I typically get around 30 miles per "bar", which leads me to believe each one is around a gallon.
I know a lot of people zoom on the highway, but anything over 65-70 mph reduces gas mileage.
Similar for our 2017 Sonic hatch. Although, wife drives it 6 miles to and 6 miles back from work so barley gets warmed up. Then MPG is about 26 to 27 depending on the cold winter driving temps.
Still . . . it's only maybe one fill up every 2 weeks and still has usually has two bars left.
On the highway the best I've gotten is 36MPG one time at mostly 55 MPH.
On the interstate at 65 to 70 MPH usually see 30 to 31.
We've driven on state secondary roads for several hundred miles a few times and get 32 to 33 at 55 to 60 MPH steady driving.
But never see that normally if stop and go plus interstate speeds are mixed in.

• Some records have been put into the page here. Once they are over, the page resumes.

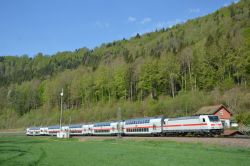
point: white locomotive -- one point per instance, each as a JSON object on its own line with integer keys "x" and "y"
{"x": 207, "y": 125}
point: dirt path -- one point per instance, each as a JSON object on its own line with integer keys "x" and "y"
{"x": 232, "y": 142}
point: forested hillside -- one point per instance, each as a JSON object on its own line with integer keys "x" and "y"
{"x": 172, "y": 71}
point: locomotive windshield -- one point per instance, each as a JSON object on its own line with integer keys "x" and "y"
{"x": 213, "y": 118}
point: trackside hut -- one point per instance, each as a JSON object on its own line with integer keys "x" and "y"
{"x": 220, "y": 110}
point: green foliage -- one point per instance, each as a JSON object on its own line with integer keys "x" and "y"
{"x": 199, "y": 57}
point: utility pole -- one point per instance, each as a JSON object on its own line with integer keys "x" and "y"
{"x": 61, "y": 94}
{"x": 119, "y": 122}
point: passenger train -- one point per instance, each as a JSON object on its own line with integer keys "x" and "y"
{"x": 203, "y": 125}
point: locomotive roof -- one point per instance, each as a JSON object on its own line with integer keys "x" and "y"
{"x": 54, "y": 127}
{"x": 75, "y": 126}
{"x": 182, "y": 118}
{"x": 146, "y": 118}
{"x": 34, "y": 128}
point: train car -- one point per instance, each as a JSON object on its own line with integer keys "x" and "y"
{"x": 76, "y": 129}
{"x": 102, "y": 128}
{"x": 53, "y": 130}
{"x": 44, "y": 131}
{"x": 33, "y": 131}
{"x": 195, "y": 125}
{"x": 65, "y": 128}
{"x": 116, "y": 128}
{"x": 144, "y": 126}
{"x": 88, "y": 129}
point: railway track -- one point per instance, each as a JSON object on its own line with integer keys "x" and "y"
{"x": 217, "y": 141}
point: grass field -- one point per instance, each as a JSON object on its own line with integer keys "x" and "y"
{"x": 21, "y": 150}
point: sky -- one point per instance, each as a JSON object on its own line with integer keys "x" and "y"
{"x": 28, "y": 27}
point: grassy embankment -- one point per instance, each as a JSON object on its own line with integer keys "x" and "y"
{"x": 22, "y": 150}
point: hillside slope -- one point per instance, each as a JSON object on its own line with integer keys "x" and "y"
{"x": 170, "y": 71}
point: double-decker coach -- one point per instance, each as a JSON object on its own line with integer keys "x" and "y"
{"x": 144, "y": 126}
{"x": 76, "y": 129}
{"x": 43, "y": 130}
{"x": 53, "y": 130}
{"x": 102, "y": 128}
{"x": 33, "y": 131}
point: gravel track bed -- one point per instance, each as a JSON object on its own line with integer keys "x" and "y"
{"x": 231, "y": 142}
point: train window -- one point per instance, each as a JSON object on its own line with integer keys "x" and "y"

I'm pretty satisfied with that and especially like that the 1.8L is MPFI rather than direct injection with those inherent issues. The only other car I know currently that uses multi port fuel injection is the Kia Soul 2.0L. The DI 2.0L would produce 161 to 164HP while the MPFI engine would do 148 HP but still have decent pep at take offs, cruising and even passing when the revs are up.

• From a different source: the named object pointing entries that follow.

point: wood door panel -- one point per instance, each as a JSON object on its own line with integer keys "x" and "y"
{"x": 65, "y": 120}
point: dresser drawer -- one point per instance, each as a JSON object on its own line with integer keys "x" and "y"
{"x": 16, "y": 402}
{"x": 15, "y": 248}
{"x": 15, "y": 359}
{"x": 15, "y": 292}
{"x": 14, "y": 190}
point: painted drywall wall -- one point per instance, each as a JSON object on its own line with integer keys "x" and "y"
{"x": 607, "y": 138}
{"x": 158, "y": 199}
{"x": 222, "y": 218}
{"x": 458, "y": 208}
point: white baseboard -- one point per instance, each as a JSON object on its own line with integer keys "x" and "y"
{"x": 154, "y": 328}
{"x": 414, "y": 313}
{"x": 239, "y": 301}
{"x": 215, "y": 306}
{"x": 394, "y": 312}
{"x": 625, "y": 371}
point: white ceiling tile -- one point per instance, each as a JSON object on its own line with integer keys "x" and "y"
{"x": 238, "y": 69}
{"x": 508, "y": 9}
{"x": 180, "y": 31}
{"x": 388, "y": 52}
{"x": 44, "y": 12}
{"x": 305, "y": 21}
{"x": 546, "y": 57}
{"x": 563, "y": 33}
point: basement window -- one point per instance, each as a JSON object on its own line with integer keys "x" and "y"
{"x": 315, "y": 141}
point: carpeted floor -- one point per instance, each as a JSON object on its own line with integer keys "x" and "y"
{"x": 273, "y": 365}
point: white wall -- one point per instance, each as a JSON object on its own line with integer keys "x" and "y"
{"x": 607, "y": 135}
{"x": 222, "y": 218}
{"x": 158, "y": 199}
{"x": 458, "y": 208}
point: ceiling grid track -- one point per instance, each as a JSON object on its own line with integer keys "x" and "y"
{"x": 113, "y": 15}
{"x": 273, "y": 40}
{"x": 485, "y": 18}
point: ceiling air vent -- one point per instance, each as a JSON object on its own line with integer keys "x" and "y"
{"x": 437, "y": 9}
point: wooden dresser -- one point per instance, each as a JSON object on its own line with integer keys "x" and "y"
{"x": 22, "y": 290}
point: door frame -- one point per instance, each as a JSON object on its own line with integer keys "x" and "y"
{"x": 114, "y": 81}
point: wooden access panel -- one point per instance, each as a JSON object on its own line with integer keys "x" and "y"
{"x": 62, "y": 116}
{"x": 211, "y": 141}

Kia stopped using the direct injected 2.0L since it had a lot of fuel dilution and resulting oil consumption issues.
Our oldest daughter drives a 2018 Kia Soul+ and I've worked on it. I really like it except for the DI oil consumption. But 2020 and up Kia Soul all use the 2.0L MPFI now.

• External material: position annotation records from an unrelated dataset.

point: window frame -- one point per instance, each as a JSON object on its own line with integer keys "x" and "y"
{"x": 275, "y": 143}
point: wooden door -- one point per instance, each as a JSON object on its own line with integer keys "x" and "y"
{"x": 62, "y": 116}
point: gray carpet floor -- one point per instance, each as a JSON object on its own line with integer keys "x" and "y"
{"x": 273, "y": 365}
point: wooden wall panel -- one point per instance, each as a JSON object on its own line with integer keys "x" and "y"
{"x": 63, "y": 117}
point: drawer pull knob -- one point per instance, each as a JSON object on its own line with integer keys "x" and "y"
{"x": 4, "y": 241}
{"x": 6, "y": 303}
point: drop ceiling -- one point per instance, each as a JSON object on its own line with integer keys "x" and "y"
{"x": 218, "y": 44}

I'd almost want to get one now before the whole world goes EV.
Kia has gotten some bad raps for the oil consumption and both the 1.6L turbo and 2.0L DI engines, but the 2.0L MPFI engine has been generally fine.
I'd like to see if their are any other small cars still using MPFI.
For basic transportation and better reliability I'll take a car with old school MPFI any day.